It is usually desirable to have some overlap between consecutive windows to ensure that all signals are fully captured in at least one window. However, the step size should not be made unnecessarily small as this will increase the computational cost (since more spectrograms will have to be computed and examined by the classifier) without further gain in performance.

For the NARW upcall, which has a duration ranging from 1.0 to 1.5 seconds or so, an overlap of 1.5 seconds would appear to provide the optimal choice if we want to maximize the chances of detecting all the upcalls while not incurring any unnecessary computional costs.

5. Loading the test data, frame by frame¶

Ketos provides a handy class called AudioFrameLoader that helps us split the audio files into (overlapping) frames of equal length and load them one at the time. Moreover, this class can also convert the waveform into a spectrogram representation for us.

To initialize an instance of the AudioFrameLoader, we have to specify the path to the folder where the audio files are stored (path), the step size in seconds (step), and the spectrogram representation we want as output (repres). Thus,

In [7]:

audio_loader = AudioFrameLoader(path='./audio/', duration=spec_config['duration'], 
                                step=1.5, stop=False, representation=spec_config['type'], representation_params=spec_config)

The AudioFrameLoader class as an iterator protocol implemented to load the frames, one by one. It works like this,

In [8]:

first_spec = next(audio_loader) #load the first 3.0-s frame
second_spec = next(audio_loader) #load the second 3.0-s frame
# etc.

RuntimeWarning: Waveform padded with its own reflection to achieve required length to compute the stft. 112 samples were padded on the left and 0 samples were padded on the right

Let's take a quick peak at the two spectrograms we have just loaded,

In [9]:

first_spec.plot()
second_spec.plot()
plt.show()

We note that the first 1.5 seconds of the second spectrogram are identical to the last 1.5 seconds of the first spectrogram. (This can also be seen from the top time axis of the second spectrogram, which shows the offset relative to the start of the file.)

Using the next() method repeatedly, we can scan through the entire audio recordings. In order to know when to stop, we can use the num() method to determine how many frames there are in total,

In [10]:

print(audio_loader.num())

Another useful method is reset(), which resets the audio loader to the first frame.

In [11]:

audio_loader.reset()

6. Feeding the frames to the classifier¶

Now that we know how to load the frames, the next step is to feed them to the classifier. We can feed the frames one at the time using the run_on_instance method, like this

In [12]:

spec = next(audio_loader) #load a spectrogram
data = spec.get_data()    #extract the pixel values as a 2d array
output = model.run_on_instance(data) #pass the pixel values to the classifier
print(output) #print the classifier's output

2023-07-07 14:16:16.886041: I tensorflow/stream_executor/cuda/cuda_dnn.cc:368] Loaded cuDNN version 8101

(array([0]), array([0.6073958], dtype=float32))

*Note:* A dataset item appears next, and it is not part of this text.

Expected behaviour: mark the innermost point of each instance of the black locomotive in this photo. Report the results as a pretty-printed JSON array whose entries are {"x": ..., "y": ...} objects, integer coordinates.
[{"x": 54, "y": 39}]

Let's take a moment to inspect the output returned by the classifier. We see that the classifier has returned a tuple with two elements, array([0]) and array([0.64735734]); these are both arrays with length 1 and 32 floating point precision.

The first element, array([0]), tells us the label predicted by the classifier, in this case a 0, i.e., no upcall. The second element, array([0.64735734]), is the score assigned to the prediction. We can think of this as a measure of the classifier's confidence in its prediction; the higher the score, the larger the confidence.

We can print the label and the score in a more human-readable style, like this

In [13]:

label = output[0]
score = output[1]
print(f'label: {label}')
print(f'score: {score}')

label: [0]
score: [0.6073958]

When processing entire audio files, it is usually advantageous to feed multiple frames to the classifier at the time, as this will allow for faster processing. This approach is called batch processing, and can be accomplished using the method run_on_batch in place of run_on_instance. We will use it in the next step.

In [14]:

audio_loader.reset()

7. Putting it all together¶

At this point, we have all the necessary components to construct our detector. We've learned how to load spectrograms frame by frame and how to feed these spectrograms to our classifier. Additionally, we understand how to process the classifier's output. The final step is to put all these operations together within a for loop that will run through audio files.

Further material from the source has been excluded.